The first is the timeframes. Though the USCO liked the flexibility the law gave service providers in removing suspected infringements, it agreed that timing of the counter-notice process was bad for both sides.
Currently, if you file a counter-notice to a DMCA notice, the service provider must wait 10-14 days before restoring the content. As the USCO noted, that is both far too long for legitimate speech to be offline and far too short for a rightsholder to take the next step, which is to go to a federal court and file a lawsuit.
The USCO suggested that Congress find an alternative way for resolving such disputes but, once again, didn’t say anything about what that system would look like.
Second, the USCO said that the legal repercussions for filing a false notice or counter-notice was not severe enough to act as a proper deterrent. There, they flatly suggested raising the damages (though not by what extent).
These were both areas where the original law failed to achieve its function and the USCO is once again right to call them out as areas to fix. Once again though, it’s impossible to know if the fixes are any better at this phase, but the USCO isn’t wrong for pointing these issues out.
The next steps are what is most important and everyone should be paying close attention to what comes from Congress over the coming months and years.
There’s much, much more to say about this report. So much so that I removed nearly half of this post before publishing. However, I have a feeling that I’ll have a lot of time to say it down the road.
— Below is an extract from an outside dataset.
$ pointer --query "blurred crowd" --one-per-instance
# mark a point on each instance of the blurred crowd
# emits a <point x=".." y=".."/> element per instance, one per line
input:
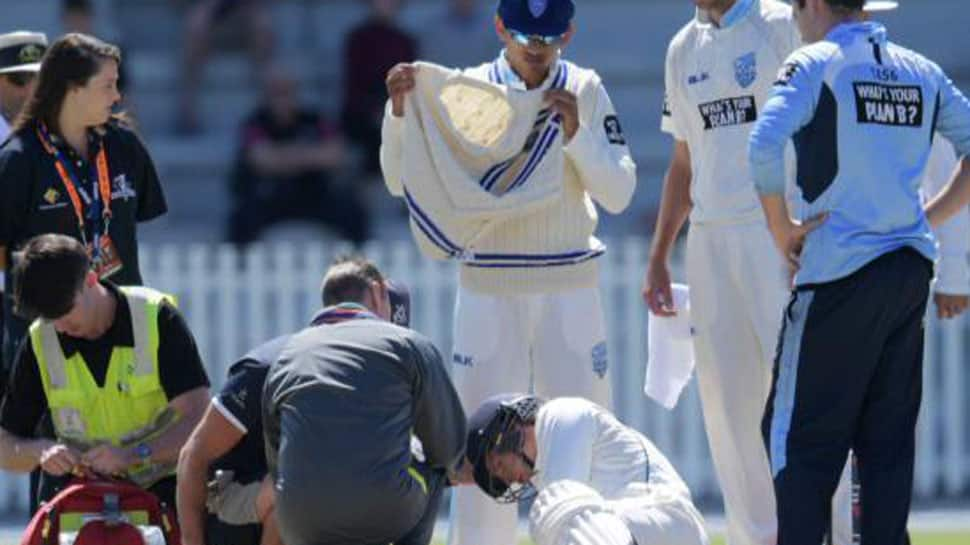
<point x="295" y="162"/>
After all, we are very early in the process of DMCA reform. This report is an early first step and, at most, it provides an indication of the direction the wind is blowing. It says little about where we will actually end up.
It will likely be quite some time before we have firm proposals for updating or fixing the DMCA and, even then, they will likely change and shift as they wind through the political process. That assumes, of course, that such reform happens at all.
In the end, this could all be a tempest in a teapot. A report that, for all of the effort that went into, gets lost in the legislative shuffle. It could also be one of the most important reports in modern copyright history. The next steps will determine that.
So stay tunes, there’s undoubtedly a LOT more to discuss here.